贴完春联贴福字,正方形红纸上印着漂亮的墨写的“福”,一家人忙忙碌碌地来来回回把家里能贴的地方都贴上去了,打眼望去却不失美感,红色的纸映着白色的雪,那是一种别样的味道。
家乡有习俗,大年三十要祭祖。到了傍晚,全村出动,各个小家族结成团,都走到大街上,抗竹竿、拎黄纸的,抱着一条条用报纸包着的一串串的鞭炮,去祖坟上祭祖。我们小孩子们负责拆鞭炮,大人们负责把鞭炮挂到树杈上和竹竿上,然后再把一个一个的礼花炮排成一条直线。然后祭祖就开始了,点燃那灰色的引信,噼里啪啦的鞭炮声交叠而起,像大雨倾盆的凌乱,夹杂着震天响的礼花炮响,小孩子们都捂着耳朵看着远处和天空上不断的炸裂,炸裂。

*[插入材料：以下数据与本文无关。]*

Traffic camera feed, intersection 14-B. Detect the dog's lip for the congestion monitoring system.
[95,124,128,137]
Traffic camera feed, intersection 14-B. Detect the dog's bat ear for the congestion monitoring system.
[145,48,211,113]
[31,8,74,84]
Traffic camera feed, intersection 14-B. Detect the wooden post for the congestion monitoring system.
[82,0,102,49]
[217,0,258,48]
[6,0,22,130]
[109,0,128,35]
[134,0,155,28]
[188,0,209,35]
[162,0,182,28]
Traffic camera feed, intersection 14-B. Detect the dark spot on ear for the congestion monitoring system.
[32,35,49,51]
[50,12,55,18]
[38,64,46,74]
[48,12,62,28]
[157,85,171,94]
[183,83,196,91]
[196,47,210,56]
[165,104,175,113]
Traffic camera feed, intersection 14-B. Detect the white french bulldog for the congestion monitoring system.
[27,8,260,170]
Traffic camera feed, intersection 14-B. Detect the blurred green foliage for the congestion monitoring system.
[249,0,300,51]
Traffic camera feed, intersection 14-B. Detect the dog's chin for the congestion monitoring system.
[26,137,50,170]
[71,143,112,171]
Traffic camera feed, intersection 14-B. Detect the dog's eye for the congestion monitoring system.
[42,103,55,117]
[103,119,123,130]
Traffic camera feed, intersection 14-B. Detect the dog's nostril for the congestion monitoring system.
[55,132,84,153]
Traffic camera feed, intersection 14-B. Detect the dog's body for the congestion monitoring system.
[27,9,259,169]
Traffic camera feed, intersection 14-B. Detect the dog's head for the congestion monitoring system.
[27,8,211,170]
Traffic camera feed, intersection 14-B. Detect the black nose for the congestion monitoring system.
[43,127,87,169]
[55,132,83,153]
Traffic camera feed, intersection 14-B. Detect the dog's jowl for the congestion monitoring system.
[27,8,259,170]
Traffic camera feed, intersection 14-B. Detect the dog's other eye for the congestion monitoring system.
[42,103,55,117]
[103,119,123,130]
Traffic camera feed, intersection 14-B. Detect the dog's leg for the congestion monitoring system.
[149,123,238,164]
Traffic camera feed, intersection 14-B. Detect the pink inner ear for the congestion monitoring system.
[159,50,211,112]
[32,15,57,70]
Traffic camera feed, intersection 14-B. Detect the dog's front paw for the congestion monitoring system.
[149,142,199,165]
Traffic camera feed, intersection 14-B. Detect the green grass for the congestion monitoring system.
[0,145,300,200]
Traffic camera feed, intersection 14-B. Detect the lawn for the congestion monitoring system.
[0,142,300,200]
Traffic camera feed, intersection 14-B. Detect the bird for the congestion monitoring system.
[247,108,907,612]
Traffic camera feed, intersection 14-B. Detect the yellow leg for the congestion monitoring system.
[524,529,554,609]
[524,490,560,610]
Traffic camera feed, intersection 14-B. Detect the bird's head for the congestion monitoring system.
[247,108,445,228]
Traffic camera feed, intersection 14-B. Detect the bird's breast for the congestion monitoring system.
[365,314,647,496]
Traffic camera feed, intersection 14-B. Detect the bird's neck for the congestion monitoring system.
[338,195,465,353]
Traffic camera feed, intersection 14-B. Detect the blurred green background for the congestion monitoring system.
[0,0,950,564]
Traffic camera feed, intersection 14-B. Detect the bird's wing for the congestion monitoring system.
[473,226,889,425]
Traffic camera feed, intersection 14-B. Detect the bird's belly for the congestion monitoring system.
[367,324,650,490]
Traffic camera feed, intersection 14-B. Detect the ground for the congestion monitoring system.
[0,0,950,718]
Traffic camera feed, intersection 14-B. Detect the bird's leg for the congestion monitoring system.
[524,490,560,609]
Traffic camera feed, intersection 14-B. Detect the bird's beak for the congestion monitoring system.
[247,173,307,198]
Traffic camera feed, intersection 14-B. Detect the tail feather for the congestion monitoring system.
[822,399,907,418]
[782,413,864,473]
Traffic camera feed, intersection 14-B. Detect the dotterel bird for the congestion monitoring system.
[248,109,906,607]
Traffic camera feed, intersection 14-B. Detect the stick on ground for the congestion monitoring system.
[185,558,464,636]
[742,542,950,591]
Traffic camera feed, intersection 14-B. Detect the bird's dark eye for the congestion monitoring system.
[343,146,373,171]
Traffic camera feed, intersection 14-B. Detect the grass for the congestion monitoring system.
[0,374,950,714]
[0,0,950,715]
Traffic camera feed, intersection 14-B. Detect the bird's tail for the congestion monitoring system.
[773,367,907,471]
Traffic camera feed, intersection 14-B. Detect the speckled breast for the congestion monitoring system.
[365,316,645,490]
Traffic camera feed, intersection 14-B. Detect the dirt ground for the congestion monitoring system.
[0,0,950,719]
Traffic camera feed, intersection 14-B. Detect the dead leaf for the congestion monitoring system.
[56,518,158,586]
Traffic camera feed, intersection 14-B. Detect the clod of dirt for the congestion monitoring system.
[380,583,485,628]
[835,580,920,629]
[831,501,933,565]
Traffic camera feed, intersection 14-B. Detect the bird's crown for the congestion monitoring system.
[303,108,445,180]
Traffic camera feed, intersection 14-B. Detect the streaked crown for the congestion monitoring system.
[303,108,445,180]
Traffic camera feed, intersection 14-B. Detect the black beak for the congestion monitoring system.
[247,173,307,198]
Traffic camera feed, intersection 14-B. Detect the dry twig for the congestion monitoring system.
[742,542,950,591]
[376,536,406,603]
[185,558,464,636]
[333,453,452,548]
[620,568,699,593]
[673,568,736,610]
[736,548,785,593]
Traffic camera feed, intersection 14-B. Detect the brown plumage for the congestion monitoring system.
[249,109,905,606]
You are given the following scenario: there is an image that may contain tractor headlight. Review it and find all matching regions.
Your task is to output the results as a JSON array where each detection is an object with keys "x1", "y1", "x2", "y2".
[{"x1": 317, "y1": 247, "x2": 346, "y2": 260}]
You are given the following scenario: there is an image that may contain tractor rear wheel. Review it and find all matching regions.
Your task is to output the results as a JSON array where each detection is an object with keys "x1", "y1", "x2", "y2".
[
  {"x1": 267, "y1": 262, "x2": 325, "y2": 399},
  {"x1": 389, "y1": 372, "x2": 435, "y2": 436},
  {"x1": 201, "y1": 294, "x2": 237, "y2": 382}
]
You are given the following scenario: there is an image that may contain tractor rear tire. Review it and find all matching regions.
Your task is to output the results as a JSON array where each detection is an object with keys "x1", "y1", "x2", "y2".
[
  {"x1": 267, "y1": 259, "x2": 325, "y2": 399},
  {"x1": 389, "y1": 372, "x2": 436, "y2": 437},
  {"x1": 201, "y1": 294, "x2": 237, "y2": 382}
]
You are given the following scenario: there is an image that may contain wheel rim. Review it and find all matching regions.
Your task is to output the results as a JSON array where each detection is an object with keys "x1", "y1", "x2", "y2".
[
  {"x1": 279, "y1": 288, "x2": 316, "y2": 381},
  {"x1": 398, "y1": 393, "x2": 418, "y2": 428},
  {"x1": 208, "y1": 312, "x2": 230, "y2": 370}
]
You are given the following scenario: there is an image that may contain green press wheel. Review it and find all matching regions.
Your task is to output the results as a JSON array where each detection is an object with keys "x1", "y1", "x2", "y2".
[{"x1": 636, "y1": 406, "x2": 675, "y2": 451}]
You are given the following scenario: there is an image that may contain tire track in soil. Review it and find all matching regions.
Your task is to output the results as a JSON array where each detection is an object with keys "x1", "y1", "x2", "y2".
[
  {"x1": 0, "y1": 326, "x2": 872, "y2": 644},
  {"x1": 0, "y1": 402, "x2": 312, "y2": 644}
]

耳朵嗡嗡的响,空气里却弥漫着浓浓的火药味道。
......
唉,记忆真是种奇怪的东西,你不去想的时候它来惹你,你去想的时候它又若即若离,你总是无法紧紧抓住它和掌控它。而如今,像我一样孤独的在外流浪之人又有多少呢?身在异乡,家在远方。心有思念,可是现实又无奈不堪,你不得不面对现实,为了工作,为了未来的生活,你不得不逼着自己耐心,逼着自己去相信飘忽不定的未来,可是在这个时候,在这个临近年末的日子里,你又是多想回到从前无忧虑的生活呢?你又多想马上飞回家人身边给他们深深的拥抱呢?想着想着,泪就流了下来,泪流到嘴里,但是你却笑了,想起了你的家,你的温暖的家人,那泪便变得温暖甜蜜,那是家的味道。